With the NL getting the DH this year, we don't have to worry about the pitcher messing up lower-order stacks, too, so potential number-eight batter Will Smith ($3,000) is also on the table. Across 196 plate appearances, Smith put up a .318 ISO and .369 wOBA, and he too hits plenty of fly balls and makes hard contact. It's a limited sample, but he also crushed it in Triple-A.
New York Yankees
Finding a second team to target is a wee bit more tricky, but if we're going off talent, the Yankees are the way to go.

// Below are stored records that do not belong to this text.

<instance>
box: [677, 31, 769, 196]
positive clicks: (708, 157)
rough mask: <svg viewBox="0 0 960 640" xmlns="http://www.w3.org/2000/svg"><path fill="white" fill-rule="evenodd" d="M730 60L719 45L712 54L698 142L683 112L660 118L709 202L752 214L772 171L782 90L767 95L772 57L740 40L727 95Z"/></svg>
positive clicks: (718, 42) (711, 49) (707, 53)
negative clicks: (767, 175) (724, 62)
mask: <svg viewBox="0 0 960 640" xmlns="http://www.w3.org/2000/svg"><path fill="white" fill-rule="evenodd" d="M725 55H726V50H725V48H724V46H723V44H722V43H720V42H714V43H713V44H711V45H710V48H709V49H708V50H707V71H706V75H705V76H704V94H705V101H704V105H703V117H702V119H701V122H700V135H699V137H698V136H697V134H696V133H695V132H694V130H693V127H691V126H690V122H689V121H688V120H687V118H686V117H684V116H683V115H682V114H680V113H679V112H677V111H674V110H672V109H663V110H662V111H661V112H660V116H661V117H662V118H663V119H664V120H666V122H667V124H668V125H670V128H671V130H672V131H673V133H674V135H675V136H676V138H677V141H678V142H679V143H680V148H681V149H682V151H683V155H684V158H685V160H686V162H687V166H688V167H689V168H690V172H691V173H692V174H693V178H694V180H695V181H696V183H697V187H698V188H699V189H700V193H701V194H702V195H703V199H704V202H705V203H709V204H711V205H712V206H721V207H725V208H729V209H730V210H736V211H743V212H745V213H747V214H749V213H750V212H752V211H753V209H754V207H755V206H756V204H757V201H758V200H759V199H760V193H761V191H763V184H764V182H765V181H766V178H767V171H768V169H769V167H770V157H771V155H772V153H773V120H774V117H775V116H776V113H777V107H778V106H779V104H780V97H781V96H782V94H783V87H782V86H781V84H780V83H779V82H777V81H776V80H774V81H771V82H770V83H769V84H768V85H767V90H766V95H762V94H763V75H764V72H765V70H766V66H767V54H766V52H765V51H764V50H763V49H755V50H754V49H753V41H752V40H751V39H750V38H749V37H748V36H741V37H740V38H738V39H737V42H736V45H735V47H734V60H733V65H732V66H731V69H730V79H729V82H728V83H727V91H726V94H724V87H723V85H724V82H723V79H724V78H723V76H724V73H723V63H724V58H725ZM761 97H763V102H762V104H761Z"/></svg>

Rostering hitters against Scherzer isn't ideal, but we have to take chances somewhere, and we know the Yankees are a loaded lineup, as their active roster posted the fourth-best wRC+ against righties in 2019. Scherzer also struggled in his final preseason outing, so it's possible he's still working through some things after an abridged summer camp.

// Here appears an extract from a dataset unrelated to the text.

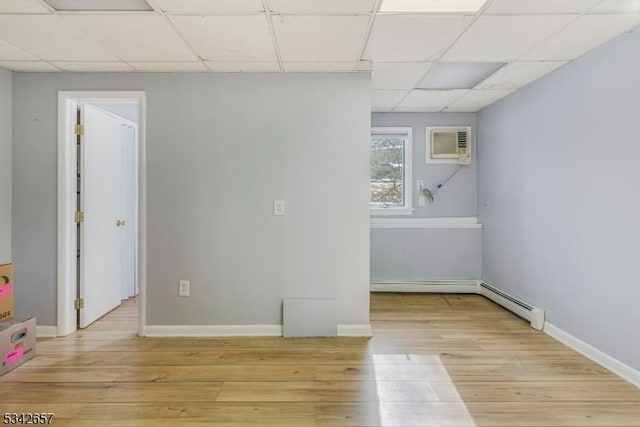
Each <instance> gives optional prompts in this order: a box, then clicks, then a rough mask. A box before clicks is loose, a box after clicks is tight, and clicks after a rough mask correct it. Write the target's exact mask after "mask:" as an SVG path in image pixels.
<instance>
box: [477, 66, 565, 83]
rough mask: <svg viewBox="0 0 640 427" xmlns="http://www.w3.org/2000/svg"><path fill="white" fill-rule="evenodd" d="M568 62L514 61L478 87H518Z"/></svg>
mask: <svg viewBox="0 0 640 427" xmlns="http://www.w3.org/2000/svg"><path fill="white" fill-rule="evenodd" d="M566 63H567V62H566V61H544V62H542V61H535V62H512V63H510V64H507V65H505V66H504V67H502V68H501V69H499V70H498V71H496V72H495V73H494V74H492V75H491V76H489V77H488V78H487V79H486V80H484V81H483V82H481V83H480V84H478V86H476V89H516V88H519V87H522V86H524V85H526V84H528V83H530V82H532V81H534V80H536V79H538V78H540V77H542V76H543V75H545V74H547V73H550V72H551V71H553V70H555V69H556V68H558V67H561V66H563V65H564V64H566Z"/></svg>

The Yankees aren't too priced up, either, with only Aaron Judge ($4,100) exceeding the $4k mark. He's firmly in play after getting some games in towards the end of camp, and you can feel comfortable starting any of the usual suspects in the top half of the lineup. However, Aaron Hicks ($2,600), Gary Sanchez ($3,300), and Luke Voit ($2,900) comprise an intriguing set of lower-order value sticks. The switch-hitting Hicks, in particular, could take advantage of batting lefty against Scherzer, as Mad Max did allow a 40.4% fly-ball rate and 38.9% hard-hit rate in the split last year, leading to 1.32 home runs per 9 innings.
Even projected eight and nine hitters, Brett Gardner ($2,700) and Gio Urshela ($2,800) can play in tournaments. Gardner is one of the few who will have the platoon advantage against Scherzer, while the line-drive hitting Urshela actually produced some solid Statcast numbers last year.
Others to Consider: Particularly with Cole expected to be the most popular pitcher, rostering Nationals hitters are a natural fit if you're not starting him. Like Scherzer, he did give up a higher rate of dingers to left-handed batters (1.39 per 9), so Eric Thames ($2,400) is a good source of cheap pop. Howie Kendrick ($2,500) and Starlin Castro ($2,500) are solid second-base values if they hit high in the order. The Nationals are considering batting Castro third this season, but it's unclear if that will be the case against Cole ... Stacking the Giants isn't likely to bear fruit, but they're cheap across the board if you need a punt or two. Wilmer Flores ($2,100) is barely priced above the minimum and was excellent versus lefties last year. He's produced a 116 wRC+ in the split over his career.